Roast Almond & Honey Bars

Ingredients: 8 Servings

  • ¾ cup rolled oats (uncooked, quick oats)
  • ½ cup almonds (toasted)
  • ⅓ cup raisins
  • ½ Tsp Cinnamon
  • ½ cup peanut butter (or your choice of nut/seed butter)
  • ¼ Cup raw honey


Start by roasting the almonds: place almonds in a dry pan on medium heat. Toss/shake every few seconds until the almonds smell toasted and are beginning to turn golden.

Allow to cool then chop into smaller pieces.
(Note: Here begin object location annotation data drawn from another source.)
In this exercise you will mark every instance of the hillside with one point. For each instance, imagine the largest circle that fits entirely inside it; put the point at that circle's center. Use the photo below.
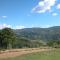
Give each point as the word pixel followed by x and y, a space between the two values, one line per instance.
pixel 45 34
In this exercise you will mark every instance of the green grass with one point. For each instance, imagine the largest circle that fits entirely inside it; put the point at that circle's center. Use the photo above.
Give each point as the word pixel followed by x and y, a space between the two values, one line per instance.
pixel 49 55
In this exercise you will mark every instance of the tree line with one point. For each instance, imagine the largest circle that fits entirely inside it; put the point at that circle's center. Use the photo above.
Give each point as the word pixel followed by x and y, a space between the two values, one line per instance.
pixel 9 40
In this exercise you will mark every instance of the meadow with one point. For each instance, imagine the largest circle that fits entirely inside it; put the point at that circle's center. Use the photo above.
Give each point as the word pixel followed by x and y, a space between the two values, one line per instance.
pixel 45 55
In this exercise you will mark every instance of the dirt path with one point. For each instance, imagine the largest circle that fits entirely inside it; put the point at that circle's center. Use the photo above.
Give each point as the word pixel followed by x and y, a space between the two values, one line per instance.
pixel 19 52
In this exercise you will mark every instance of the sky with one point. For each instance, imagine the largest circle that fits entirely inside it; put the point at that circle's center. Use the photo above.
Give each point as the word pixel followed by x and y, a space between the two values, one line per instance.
pixel 18 14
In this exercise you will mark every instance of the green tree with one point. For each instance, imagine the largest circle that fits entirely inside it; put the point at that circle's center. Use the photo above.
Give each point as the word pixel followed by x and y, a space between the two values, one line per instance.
pixel 8 38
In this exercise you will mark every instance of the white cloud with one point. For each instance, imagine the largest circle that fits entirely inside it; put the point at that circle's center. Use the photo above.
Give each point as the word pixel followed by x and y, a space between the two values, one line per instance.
pixel 4 26
pixel 54 14
pixel 58 6
pixel 19 27
pixel 4 16
pixel 43 6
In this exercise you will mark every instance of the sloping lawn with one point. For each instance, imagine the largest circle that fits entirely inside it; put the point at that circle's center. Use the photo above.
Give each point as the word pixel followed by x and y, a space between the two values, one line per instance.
pixel 49 55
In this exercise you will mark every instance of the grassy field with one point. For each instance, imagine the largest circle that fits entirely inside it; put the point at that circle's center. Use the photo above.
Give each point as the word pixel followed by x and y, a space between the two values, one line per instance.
pixel 48 55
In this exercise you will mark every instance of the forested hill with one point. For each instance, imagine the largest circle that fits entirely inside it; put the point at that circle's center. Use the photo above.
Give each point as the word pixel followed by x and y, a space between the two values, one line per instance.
pixel 45 34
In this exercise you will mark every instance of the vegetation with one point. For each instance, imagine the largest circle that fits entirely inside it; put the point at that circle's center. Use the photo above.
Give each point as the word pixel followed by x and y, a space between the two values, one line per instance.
pixel 49 55
pixel 29 37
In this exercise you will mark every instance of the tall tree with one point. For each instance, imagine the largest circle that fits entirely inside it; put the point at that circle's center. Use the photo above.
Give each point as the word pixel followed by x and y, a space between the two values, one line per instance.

  1. In a separate bowl mix the peanut butter and honey. If it’s too hard to mix, put in the microwave for 10 seconds to soften.
  1. Add the dry ingredients to the honey-peanut butter mix and stir until there are no dry oats remaining.
  1. Line a loaf tin with baking parchment paper (8×2 inches in size), or spray the tin with olive oil. Transfer the mix into the tin and press down using the back of a spoon to compact the mixture. Place in the fridge for an hour, or overnight, slice into portions and store in an airtight container. Bars will keep for 5-6 in room temperature, or frozen if you want to make a bigger batch.